Skip to content

Key Concepts

  • Relational DBs are used for data storage. Even a file can be used to store data, but relational DBs are designed with specific goals:
    • Efficiency
    • Ease of access and management
    • Organized
    • Handle relations between data (represented as tables)
  • Transaction: a unit of work that can comprise multiple statements, executed together
  • ACID properties

    Set of properties that guarantee data integrity of DB transactions

    • Atomicity: Each transaction is atomic (succeeds or fails completely)
    • Consistency: Transactions only result in valid state (which includes rules, constraints, triggers etc.)
    • Isolation: Each transaction is executed independently of others safely within a concurrent system
    • Durability: Completed transactions will not be lost due to any later failures

    Let’s take some examples to illustrate the above properties.

    • Account A has a balance of ₹200 & B has ₹400. Account A is transferring ₹100 to Account B. This transaction has a deduction from sender and an addition into the recipient’s balance. If the first operation passes successfully while the second fails, A’s balance would be ₹100 while B would be having ₹400 instead of ₹500. Atomicity in a DB ensures this partially failed transaction is rolled back.
    • If the second operation above fails, it leaves the DB inconsistent (sum of balance of accounts before and after the operation is not the same). Consistency ensures that this does not happen.
    • There are three operations, one to calculate interest for A’s account, another to add that to A’s account, then transfer ₹100 from B to A. Without isolation guarantees, concurrent execution of these 3 operations may lead to a different outcome every time.
    • What happens if the system crashes before the transactions are written to disk? Durability ensures that the changes are applied correctly during recovery.
    • Relational data
    • Tables represent relations
    • Columns (fields) represent attributes
    • Rows are individual records
    • Schema describes the structure of DB
    • SQL

    A query language to interact with and manage data.

    CRUD operations - create, read, update, delete queries

    Management operations - create DBs/tables/indexes etc, backup, import/export, users, access controls

    Exercise: Classify the below queries into the four types - DDL (definition), DML(manipulation), DCL(control) and TCL(transactions) and explain in detail.

    insert, create, drop, delete, update, commit, rollback, truncate, alter, grant, revoke
    

    You can practise these in the lab section.

  • Constraints

    Rules for data that can be stored. Query fails if you violate any of these defined on a table.

    Primary key: one or more columns that contain UNIQUE values, and cannot contain NULL values. A table can have only ONE primary key. An index on it is created by default.

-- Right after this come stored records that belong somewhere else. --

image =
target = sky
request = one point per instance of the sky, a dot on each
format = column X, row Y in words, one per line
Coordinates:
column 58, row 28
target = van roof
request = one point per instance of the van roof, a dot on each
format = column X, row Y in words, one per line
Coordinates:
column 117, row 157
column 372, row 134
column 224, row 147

    Foreign key: links two tables together. Its value(s) match a primary key in a different table \ Not null: Does not allow null values \ Unique: Value of column must be unique across all rows \ Default: Provides a default value for a column if none is specified during insert

    Check: Allows only particular values (like Balance >= 0)

  • Indexes

    Most indexes use B+ tree structure.

    Why use them: Speeds up queries (in large tables that fetch only a few rows, min/max queries, by eliminating rows from consideration etc)

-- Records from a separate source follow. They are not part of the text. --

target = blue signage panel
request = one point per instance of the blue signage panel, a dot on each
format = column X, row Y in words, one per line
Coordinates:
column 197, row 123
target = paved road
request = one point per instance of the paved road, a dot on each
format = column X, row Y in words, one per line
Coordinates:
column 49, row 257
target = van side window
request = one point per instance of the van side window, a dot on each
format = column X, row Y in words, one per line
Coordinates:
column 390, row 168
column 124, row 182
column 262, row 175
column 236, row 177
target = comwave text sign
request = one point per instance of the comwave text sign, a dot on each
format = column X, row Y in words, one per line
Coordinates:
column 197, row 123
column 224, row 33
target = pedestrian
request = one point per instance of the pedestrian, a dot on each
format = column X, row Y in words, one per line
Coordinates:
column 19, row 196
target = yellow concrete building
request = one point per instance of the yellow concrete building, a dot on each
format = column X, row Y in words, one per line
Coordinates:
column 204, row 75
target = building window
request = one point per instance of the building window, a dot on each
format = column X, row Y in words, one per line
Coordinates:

    Types of indexes: unique, primary key, fulltext, secondary

    Write-heavy loads, mostly full table scans or accessing large number of rows etc. do not benefit from indexes

  • Joins

    Allows you to fetch related data from multiple tables, linking them together with some common field. Powerful but also resource-intensive and makes scaling databases difficult. This is the cause of many slow performing queries when run at scale, and the solution is almost always to find ways to reduce the joins.

  • Access control

    DBs have privileged accounts for admin tasks, and regular accounts for clients. There are finegrained controls on what actions(DDL, DML etc. discussed earlier )are allowed for these accounts.

    DB first verifies the user credentials (authentication), and then examines whether this user is permitted to perform the request (authorization) by looking up these information in some internal tables.

    Other controls include activity auditing that allows examining the history of actions done by a user, and resource limits which define the number of queries, connections etc. allowed.

Commercial, closed source - Oracle, Microsoft SQL Server, IBM DB2

Open source with optional paid support - MySQL, MariaDB, PostgreSQL

Individuals and small companies have always preferred open source DBs because of the huge cost associated with commercial software.

In recent times, even large organizations have moved away from commercial software to open source alternatives because of the flexibility and cost savings associated with it.

Lack of support is no longer a concern because of the paid support available from the developer and third parties.

MySQL is the most widely used open source DB, and it is widely supported by hosting providers, making it easy for anyone to use. It is part of the popular Linux-Apache-MySQL-PHP (LAMP) stack that became popular in the 2000s. We have many more choices for a programming language, but the rest of that stack is still widely used.